Citing “constitutional crisis”, Uttarakhand Chief Minister Tirath Singh Rawat submitted his resignation to Governor Baby Rani Maurya.
Tirath Singh Rawat's resignation has led to questions on whether EC can hold bypolls in the time before Uttarakhand's next polls. Experts explain why there is no legal bar.
With the Uttarakhand Assembly term ending in less than a year, in March 2022, it has complicated the constitutional crisis in the state, leading to conjectures on whether the Election Commission (EC) can hold bypolls in such a situation.
According to experts and courts, the Election Commission is not mandated to hold the by-elections within six months in such situations but may still choose to do so. However, courts have in the past set aside such decisions by the poll body, citing the short term that this leaves incoming candidates with.
Article 164(4) of the Constitution allows a non-legislator to occupy a post in the council of ministers, including the office of the chief minister, only for six months. If he doesn’t get elected within this period, the Constitution says he “ceases to be a minister”.

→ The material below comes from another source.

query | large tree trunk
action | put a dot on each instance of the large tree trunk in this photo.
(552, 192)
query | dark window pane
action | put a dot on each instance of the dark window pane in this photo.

Section 151A of the Representation of the People Act 1951 reiterates this position, saying that a “a bye-election for filling any vacancy shall be held within a period of six months from the date of the occurrence of the vacancy”. However, the proviso to this section says that this mandate won’t apply “if the remainder of the term of a member in relation to a vacancy is less than one year”.
There are two vacant assembly seats in Uttarakhand — Gangotri and Haldwani. The Uttarakhand Assembly term ends in March 2022, leaving general elections in the state less than a year away. This makes the exception to Section 151A applicable to this situation, leaving it up to the EC to take a call.